O’Connor brushed off that interaction. As Thomas writes, during her first year on the court, she received about 60,000 letters, more than any justice in history. One said, “Back to your kitchen and home, female! This is a job for a man, and only he can make tough decisions.” Other envelopes included nude photos from angry men.
The justice knew these criticisms were petty in the face of over a century of impenetrable barriers for women in the legal profession. Back in 1873, the Supreme Court heard the case of Myra Bradwell, who passed the Illinois bar exam but was denied the right to practice on account of her being a married woman. Finding against her with an 8-1 majority, the court’s concurring opinion read in part, “The paramount destiny and mission of woman are to fulfill the noble and benign offices of wife and mother.”
O’Connor told Moyers she felt a kinship with Bradwell, saying, “I wouldn’t be here if it weren’t for what those other women had done.” When the second woman to sit on the Supreme Court, the late Justice Ruth Bader Ginsburg, was appointed in 1993, O’Connor was “the most welcoming,” Ginsburg recalled. “Sandra was as close as I came to having a big sister.”

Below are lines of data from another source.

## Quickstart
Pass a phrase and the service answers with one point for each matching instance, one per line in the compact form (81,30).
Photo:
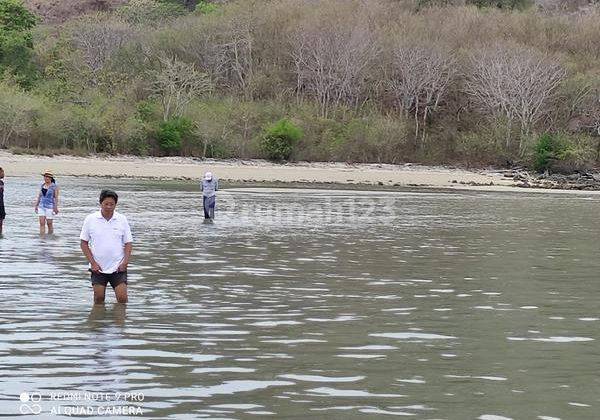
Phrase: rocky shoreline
(584,181)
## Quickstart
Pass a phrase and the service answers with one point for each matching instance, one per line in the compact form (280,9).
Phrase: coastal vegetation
(475,83)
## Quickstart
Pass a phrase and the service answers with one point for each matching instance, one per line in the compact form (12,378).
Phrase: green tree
(16,45)
(279,139)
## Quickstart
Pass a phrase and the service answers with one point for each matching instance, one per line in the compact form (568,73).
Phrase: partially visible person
(106,242)
(2,210)
(209,187)
(46,205)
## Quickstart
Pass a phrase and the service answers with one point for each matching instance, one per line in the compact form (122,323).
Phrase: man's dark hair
(104,194)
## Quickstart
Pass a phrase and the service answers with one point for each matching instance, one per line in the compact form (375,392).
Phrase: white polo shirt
(107,239)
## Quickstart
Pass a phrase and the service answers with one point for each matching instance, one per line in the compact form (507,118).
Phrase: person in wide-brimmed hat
(2,211)
(46,205)
(209,186)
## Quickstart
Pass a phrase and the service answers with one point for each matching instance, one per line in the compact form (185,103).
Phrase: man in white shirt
(106,242)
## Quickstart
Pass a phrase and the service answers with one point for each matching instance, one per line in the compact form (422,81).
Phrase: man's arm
(127,251)
(85,247)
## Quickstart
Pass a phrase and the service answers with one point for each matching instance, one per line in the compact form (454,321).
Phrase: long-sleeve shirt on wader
(209,191)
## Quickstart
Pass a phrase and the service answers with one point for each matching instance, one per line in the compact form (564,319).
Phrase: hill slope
(55,11)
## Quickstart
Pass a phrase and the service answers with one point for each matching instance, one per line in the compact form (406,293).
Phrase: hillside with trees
(474,83)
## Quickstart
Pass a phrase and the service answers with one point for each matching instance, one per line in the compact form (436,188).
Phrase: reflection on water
(299,303)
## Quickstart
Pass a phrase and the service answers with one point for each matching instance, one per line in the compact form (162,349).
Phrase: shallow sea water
(306,304)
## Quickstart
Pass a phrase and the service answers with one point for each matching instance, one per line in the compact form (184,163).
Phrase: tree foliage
(16,46)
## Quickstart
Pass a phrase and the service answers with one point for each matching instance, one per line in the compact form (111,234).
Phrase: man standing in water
(209,186)
(106,242)
(2,211)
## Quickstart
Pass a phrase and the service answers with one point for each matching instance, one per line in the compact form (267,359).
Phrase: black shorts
(114,279)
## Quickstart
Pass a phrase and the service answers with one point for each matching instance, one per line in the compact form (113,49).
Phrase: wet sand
(256,171)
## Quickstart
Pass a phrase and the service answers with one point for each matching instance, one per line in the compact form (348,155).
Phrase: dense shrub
(556,153)
(171,133)
(262,58)
(279,139)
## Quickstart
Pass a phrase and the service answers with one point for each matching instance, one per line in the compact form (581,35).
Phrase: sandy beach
(256,171)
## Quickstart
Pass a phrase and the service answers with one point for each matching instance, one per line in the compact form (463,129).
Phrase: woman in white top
(46,205)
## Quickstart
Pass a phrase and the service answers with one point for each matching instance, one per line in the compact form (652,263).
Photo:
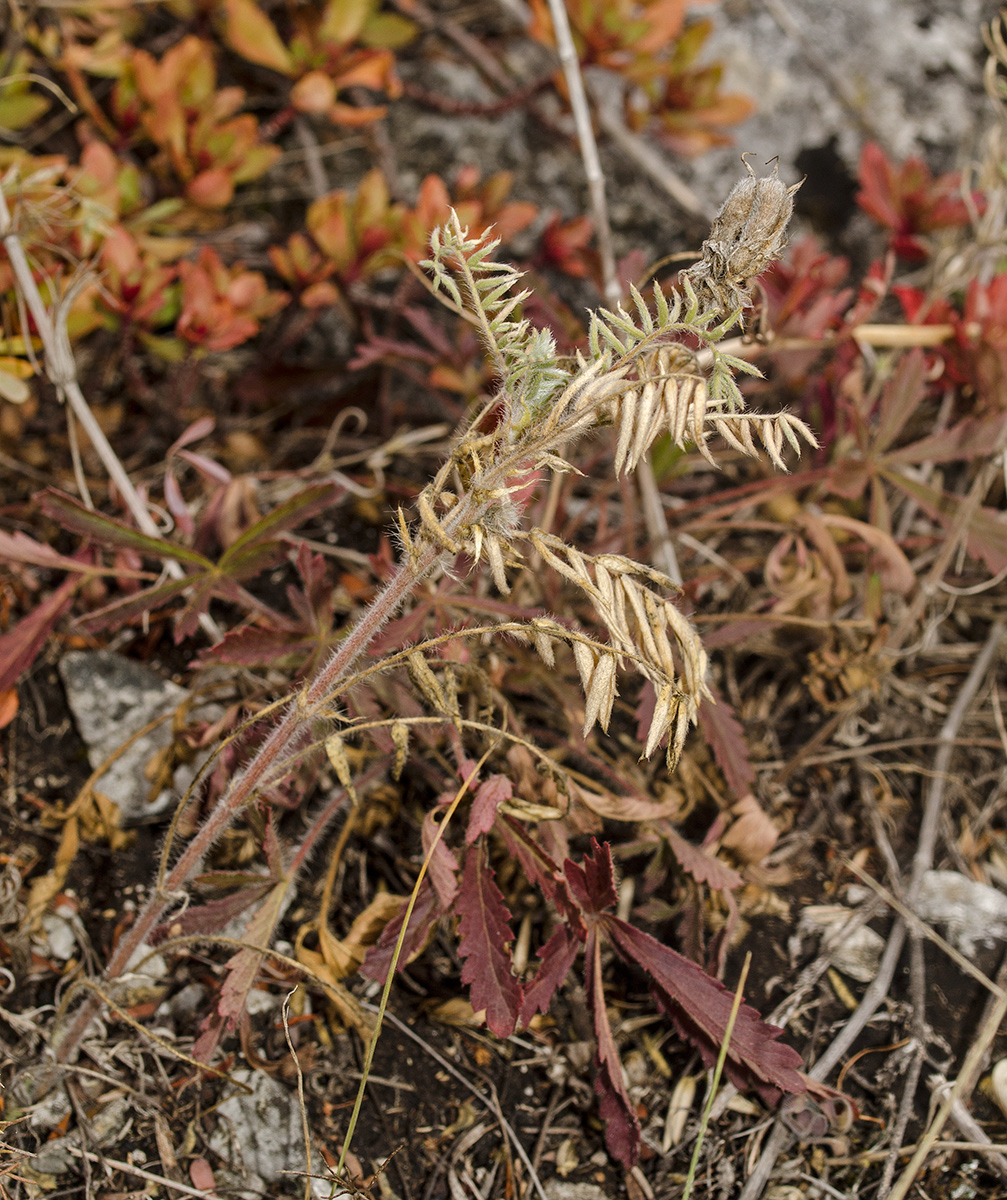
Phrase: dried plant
(652,369)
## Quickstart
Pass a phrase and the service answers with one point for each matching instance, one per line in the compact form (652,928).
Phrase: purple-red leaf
(490,795)
(544,873)
(622,1129)
(557,955)
(702,867)
(378,961)
(211,917)
(21,645)
(725,737)
(484,934)
(443,865)
(700,1007)
(593,883)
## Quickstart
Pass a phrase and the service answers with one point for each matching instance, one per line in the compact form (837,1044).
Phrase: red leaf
(484,933)
(725,736)
(703,868)
(544,873)
(21,645)
(490,795)
(700,1007)
(593,883)
(378,961)
(202,1175)
(622,1129)
(210,917)
(557,955)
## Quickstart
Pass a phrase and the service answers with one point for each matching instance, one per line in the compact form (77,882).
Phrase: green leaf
(285,516)
(388,31)
(255,37)
(72,515)
(114,615)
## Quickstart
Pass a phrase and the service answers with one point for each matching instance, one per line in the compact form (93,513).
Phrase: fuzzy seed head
(748,234)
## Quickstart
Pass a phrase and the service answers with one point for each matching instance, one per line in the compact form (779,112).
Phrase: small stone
(112,699)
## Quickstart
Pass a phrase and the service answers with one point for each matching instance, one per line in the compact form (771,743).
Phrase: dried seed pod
(748,233)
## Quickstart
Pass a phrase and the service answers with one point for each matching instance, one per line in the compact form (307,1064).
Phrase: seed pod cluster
(748,233)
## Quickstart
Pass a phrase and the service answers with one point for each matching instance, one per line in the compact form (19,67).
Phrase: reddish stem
(247,783)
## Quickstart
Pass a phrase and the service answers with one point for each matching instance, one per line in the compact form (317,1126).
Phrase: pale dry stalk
(635,381)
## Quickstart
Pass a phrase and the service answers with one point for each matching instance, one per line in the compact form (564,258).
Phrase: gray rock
(112,697)
(565,1189)
(971,913)
(262,1128)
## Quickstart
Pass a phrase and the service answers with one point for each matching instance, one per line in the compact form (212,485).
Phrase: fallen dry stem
(957,1092)
(491,1105)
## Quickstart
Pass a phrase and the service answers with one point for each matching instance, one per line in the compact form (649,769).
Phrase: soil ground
(811,778)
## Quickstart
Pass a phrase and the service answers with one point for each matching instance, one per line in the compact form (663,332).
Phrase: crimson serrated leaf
(622,1129)
(725,736)
(557,955)
(593,883)
(484,934)
(540,869)
(443,865)
(702,867)
(211,917)
(378,960)
(490,795)
(700,1007)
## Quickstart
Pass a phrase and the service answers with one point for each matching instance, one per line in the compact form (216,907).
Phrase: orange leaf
(9,707)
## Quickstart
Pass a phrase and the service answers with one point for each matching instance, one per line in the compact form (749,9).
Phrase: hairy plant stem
(267,762)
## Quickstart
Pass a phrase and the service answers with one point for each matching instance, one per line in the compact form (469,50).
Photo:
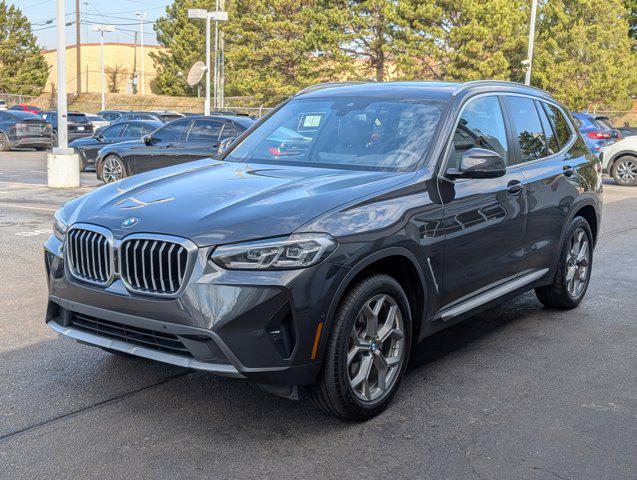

O’Connor disappointed some feminists of the era, who hoped she would bring more concrete, widespread victories for women. Instead, she interpreted cases narrowly, Moyers said. The justice hesitated to pin down her chief case-to-case influences, be they legislative experience or feminist insights, but said that her nomination—which the National Organization for Women’s president called a victory for the women’s movement—was indeed a “symbolic change of some significance to women,” in that her presence on the court opened a door.
“[Women] want … to feel that the opportunities are there for them, at all levels of economic life, and political life, and social life in America,” O’Connor told Moyers. “Of course they want that acceptance. And so as women, we all tend to be happy and applaud when we see another woman achieve something of significant success.”